Nicola Pirastu, senior manager at the Biostatistics Unit for the Italian research institute, Human Technopole, agreed, saying that this data alone was not enough to make solid conclusions about the genetic basis for plant-based diets. “The evidence I am afraid is not strong enough to make such claims and these results are unlikely to replicate in larger studies,” he told Newsweek. “More specific and larger studies are likely to find sturdier results.
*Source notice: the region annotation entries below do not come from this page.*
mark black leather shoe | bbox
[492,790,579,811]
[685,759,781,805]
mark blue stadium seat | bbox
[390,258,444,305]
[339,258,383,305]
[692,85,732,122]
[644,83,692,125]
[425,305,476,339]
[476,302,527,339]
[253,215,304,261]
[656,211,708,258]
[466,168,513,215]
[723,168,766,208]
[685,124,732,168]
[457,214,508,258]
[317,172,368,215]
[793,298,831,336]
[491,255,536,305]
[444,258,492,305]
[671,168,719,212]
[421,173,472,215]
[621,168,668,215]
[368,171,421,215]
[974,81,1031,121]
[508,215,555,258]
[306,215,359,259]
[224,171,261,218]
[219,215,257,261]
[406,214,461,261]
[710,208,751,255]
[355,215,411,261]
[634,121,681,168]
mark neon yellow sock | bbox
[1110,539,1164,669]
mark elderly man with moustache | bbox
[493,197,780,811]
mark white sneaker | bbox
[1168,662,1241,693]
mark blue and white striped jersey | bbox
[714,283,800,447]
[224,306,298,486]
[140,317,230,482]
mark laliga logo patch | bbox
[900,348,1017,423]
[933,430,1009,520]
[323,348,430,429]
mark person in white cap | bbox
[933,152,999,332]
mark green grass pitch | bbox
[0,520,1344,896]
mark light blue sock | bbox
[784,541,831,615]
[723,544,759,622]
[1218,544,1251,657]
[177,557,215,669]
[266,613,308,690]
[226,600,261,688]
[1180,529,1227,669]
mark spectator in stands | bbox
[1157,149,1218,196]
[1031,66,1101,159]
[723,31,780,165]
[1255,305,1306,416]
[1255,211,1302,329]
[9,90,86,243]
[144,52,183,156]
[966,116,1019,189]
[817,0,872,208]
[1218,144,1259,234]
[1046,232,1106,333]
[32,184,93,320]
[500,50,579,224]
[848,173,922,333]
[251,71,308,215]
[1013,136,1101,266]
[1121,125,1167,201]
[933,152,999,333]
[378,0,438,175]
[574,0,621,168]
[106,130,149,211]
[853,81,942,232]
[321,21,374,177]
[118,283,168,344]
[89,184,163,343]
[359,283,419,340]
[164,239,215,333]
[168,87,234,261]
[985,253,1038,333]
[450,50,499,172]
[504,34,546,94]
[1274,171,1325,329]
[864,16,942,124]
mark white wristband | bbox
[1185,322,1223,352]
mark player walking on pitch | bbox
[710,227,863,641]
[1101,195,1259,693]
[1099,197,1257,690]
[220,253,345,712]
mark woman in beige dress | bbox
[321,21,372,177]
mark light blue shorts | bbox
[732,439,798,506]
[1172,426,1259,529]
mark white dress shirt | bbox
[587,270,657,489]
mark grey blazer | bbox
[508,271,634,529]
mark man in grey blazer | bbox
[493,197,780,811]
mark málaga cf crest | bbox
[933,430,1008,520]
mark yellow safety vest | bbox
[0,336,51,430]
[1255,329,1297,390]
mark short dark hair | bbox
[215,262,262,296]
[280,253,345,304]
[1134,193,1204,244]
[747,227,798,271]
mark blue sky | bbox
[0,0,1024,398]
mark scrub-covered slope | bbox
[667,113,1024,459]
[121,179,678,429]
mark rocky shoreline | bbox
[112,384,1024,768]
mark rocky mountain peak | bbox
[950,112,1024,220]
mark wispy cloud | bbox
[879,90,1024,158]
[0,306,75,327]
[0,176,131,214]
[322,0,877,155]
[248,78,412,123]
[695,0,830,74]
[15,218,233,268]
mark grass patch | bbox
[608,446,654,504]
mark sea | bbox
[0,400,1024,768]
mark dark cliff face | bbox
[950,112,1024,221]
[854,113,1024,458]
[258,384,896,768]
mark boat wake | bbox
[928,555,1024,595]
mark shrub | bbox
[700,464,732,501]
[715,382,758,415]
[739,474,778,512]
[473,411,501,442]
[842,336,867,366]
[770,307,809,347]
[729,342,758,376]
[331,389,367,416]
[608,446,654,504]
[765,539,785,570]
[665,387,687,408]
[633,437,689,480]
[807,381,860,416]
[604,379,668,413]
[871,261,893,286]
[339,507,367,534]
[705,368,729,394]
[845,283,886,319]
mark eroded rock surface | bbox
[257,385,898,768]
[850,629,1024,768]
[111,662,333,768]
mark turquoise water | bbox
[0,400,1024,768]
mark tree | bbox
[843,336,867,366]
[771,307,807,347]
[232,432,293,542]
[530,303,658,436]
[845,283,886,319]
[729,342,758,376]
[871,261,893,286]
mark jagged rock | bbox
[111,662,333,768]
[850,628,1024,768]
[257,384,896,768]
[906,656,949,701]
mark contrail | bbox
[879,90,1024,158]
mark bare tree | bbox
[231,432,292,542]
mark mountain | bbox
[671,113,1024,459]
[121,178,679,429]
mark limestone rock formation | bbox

“A genetic variant may contribute to vegetarianism, for example increasing the liking to vegetables and thus making this choice simpler, but the differences we have detected can hardly explain the actual choice. This does not mean that we should not try to understand the biological bases of food choices and liking as they could potentially help us in improving people’s food choices, but this needs a broader approach, not focused on a single food or behavior but that tries to incorporate the complexity involved.”
Yaseen, too, said that more research was needed to understand these biological underpinnings. “Our data suggests that the ability of some people, but not others, to adhere to a strict vegetarian diet may be related to genetic differences in lipid metabolism and brain function. However, more research is needed in order to further examine this hypothesis. A better understanding of the genetics and physiology of vegetarianism may allow us to provide better personalized dietary recommendations and perhaps enable the production of better meat substitutes.”